Ajudei minha esposa a se levantar.
Ela mal conseguia ficar em pé.
Nosso filho dormia exausto em seu ombro.
Na casa havia luz acesa.
Era possível ouvir música.
Quando abri a porta, todas as conversas silenciaram.
Meu irmão colocou lentamente seu copo sobre a mesa.
“Você voltou mais cedo.”
Eu não respondi.
Apenas coloquei o envelope sobre a mesa de jantar.
“Explique isso.”
Ele lançou um breve olhar para aquilo.
Então sorriu de forma forçada.
“Isso é apenas uma formalidade.”
“Uma formalidade?”
Retirei o contrato.
Ele explicava que eu teria transferido minha casa durante minha missão para uma administração familiar.
Com a minha suposta assinatura.
Mas reconheci imediatamente o erro.
Meu segundo nome estava escrito errado.
Um erro que eu mesmo nunca teria cometido.
Meu irmão ficou inquieto.
“Isso pode ser explicado.”
“Ótimo”, eu disse calmamente.
“Então explique isso à polícia.”
Seu sorriso desapareceu.
Na manhã seguinte, encontrei-me com uma advogada.

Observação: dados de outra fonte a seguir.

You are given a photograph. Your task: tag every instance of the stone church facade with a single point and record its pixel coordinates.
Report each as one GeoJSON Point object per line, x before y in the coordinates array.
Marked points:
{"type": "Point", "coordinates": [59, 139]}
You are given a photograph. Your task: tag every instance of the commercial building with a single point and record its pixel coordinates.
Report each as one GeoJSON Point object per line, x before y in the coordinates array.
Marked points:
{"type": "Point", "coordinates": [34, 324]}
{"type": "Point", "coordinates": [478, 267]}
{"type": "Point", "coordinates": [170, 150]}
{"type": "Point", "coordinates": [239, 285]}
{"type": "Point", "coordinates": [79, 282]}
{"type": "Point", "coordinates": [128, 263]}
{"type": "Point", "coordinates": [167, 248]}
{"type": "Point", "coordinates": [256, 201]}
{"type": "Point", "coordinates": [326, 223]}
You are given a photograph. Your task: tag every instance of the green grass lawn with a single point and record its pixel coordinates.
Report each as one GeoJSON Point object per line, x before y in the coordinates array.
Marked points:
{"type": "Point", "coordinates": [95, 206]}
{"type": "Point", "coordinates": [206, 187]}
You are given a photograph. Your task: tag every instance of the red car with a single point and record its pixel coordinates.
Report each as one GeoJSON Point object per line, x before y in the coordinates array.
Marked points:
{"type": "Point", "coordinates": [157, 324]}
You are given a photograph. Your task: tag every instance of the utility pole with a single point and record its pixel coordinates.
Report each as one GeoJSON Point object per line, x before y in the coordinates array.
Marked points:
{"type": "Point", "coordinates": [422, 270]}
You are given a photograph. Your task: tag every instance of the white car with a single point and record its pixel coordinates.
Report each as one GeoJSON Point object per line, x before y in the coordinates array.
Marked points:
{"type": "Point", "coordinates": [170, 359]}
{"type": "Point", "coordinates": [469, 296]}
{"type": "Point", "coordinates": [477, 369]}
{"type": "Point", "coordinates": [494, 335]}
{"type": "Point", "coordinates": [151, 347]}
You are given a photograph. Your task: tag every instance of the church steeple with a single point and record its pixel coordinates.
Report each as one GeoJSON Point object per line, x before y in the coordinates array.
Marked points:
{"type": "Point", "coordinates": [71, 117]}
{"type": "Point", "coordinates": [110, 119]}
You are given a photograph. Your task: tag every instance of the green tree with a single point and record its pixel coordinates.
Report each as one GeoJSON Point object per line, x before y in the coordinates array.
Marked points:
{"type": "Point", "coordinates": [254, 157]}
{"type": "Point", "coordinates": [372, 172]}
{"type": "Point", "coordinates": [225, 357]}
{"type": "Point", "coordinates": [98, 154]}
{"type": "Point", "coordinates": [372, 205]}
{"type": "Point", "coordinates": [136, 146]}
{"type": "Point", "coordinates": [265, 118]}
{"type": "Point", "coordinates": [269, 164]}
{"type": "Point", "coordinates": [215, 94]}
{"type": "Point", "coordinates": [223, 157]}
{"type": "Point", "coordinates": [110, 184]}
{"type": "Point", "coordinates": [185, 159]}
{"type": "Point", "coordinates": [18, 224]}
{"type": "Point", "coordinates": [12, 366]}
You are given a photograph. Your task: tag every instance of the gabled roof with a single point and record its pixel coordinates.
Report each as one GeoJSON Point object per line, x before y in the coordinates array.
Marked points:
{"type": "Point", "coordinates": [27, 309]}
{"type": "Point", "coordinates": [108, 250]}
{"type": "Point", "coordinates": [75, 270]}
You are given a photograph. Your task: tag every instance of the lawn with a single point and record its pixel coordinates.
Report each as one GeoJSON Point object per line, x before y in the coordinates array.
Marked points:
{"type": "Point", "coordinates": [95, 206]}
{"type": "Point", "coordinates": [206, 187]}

Os documentos foram verificados.
Não apenas a assinatura era falsificada.
Também várias transferências bancárias haviam sido manipuladas.
O dinheiro não havia desaparecido.
Ele havia sido movido por diferentes contas para ocultar sua origem.
Semanas depois, a verdade veio completamente à tona.
Meu irmão tinha acreditado que eu prolongaria minha missão.
Ele estava convencido de que teria tempo suficiente para vender a casa e apagar os rastros.
No entanto, ele não esperava que meu retorno colocaria tudo em risco.
A casa permaneceu em nossa posse.
As transferências ilegais de patrimônio foram revertidas.
Mas o mais importante não podia ser encontrado nem em uma conta nem em um registro de propriedade.
Em uma noite tranquila, minha esposa, nosso filho e eu finalmente estávamos novamente juntos na sala de estar.
Ela me perguntou baixinho:
“Você se arrepende de ter voltado?”
Olhei para ela.
Depois para nosso filho.
“Não.”
“Eu só me arrependo de que vocês tenham acreditado que precisavam enfrentar tudo isso sozinhos.”
Ela segurou minha mão.
Lá fora ainda caía neve.
Mas pela primeira vez em muito tempo, nossa casa voltou a parecer quente.
Pois uma casa não é protegida por paredes.
Mas pelas pessoas que se apoiam umas nas outras – mesmo quando todos os outros as abandonam.